Australian rugby union player

Gene Fairbanks (born 8 August 1982, in Goondiwindi, Australia) is a retired professional Australian rugby union footballer. He played for the Reds, Brumbies, and Force in the Super Rugby competition as well as for Kintetsu Liners in Japan. A devastating defender his usual positions were inside centre or fly-half.

==Career==
His primary schooling was at St Mary's Goondiwindi where he excelled at sport, particularly athletics with his naturally talented brothers under his coach, Principal Bernard Holland. In secondary school he was educated at Downlands College in Toowoomba, Fairbanks played his senior club rugby for Easts Tigers and was invited to join the Reds Rugby College in 1997. He made his Super 12 debut for the Queensland Reds in 2003 in a match against the Chiefs in Hamilton. Later that year he was selected in the Australian Under 21s team. His 2004 season for the Reds was troubled by a foot injury he sustained in the pre-season.

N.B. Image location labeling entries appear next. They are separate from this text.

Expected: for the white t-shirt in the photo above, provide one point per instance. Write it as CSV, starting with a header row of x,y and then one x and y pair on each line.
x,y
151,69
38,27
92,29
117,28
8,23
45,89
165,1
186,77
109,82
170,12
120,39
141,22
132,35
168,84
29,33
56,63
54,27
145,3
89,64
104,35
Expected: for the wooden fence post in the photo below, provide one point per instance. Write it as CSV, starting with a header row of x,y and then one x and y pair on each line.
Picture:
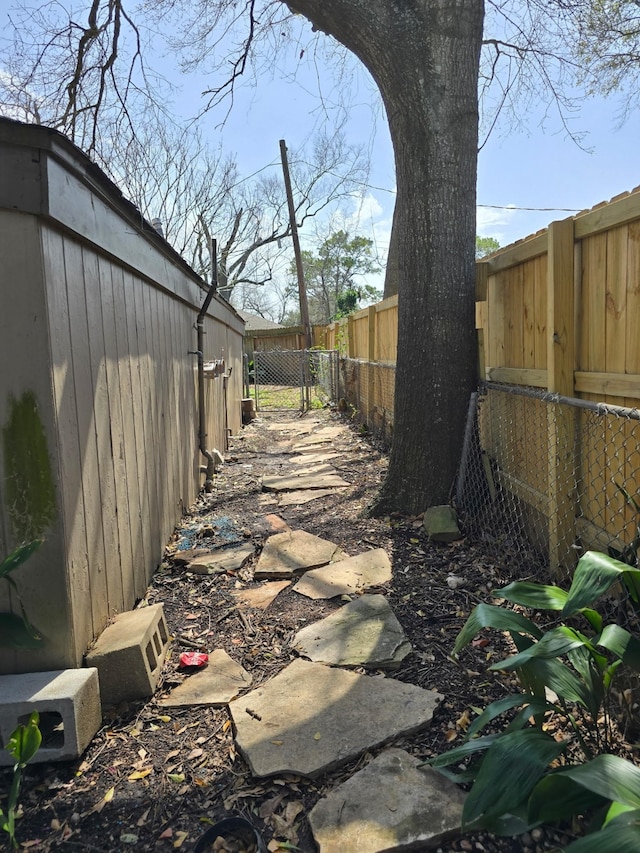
x,y
371,358
561,358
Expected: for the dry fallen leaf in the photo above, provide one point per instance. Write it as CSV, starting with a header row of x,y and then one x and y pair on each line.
x,y
464,721
106,799
180,839
140,774
195,753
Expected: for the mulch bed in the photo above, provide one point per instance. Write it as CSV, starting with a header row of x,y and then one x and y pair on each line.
x,y
156,778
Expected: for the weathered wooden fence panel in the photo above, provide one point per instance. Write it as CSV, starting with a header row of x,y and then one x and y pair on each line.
x,y
97,326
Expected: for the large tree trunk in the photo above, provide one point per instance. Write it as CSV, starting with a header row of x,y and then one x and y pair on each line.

Fairbanks signed with the Brumbies for the 2005 season, scoring a try on debut against the Crusaders and he went on to earn eight caps for the season, starting in seven of those matches. He played in eleven of the Brumbies' matches of the 2006 Super 14 season, and was subsequently included in the 2006 Wallabies squad.

After the 2009 Super 14 season, Fairbanks signed for the Japanese team Honda Heat for the 2009–10 Top League season, playing seven matches.

He secured a two-year deal with the Western Force, and played eight Super Rugby games in 2011, but was hindered by niggling injuries and did not play for the Force in 2012.

Fairbanks moved to Japan at the end of 2012, joining the Top League club Kintetsu Liners, where he played for three seasons. He now lives in Bowral, New South Wales.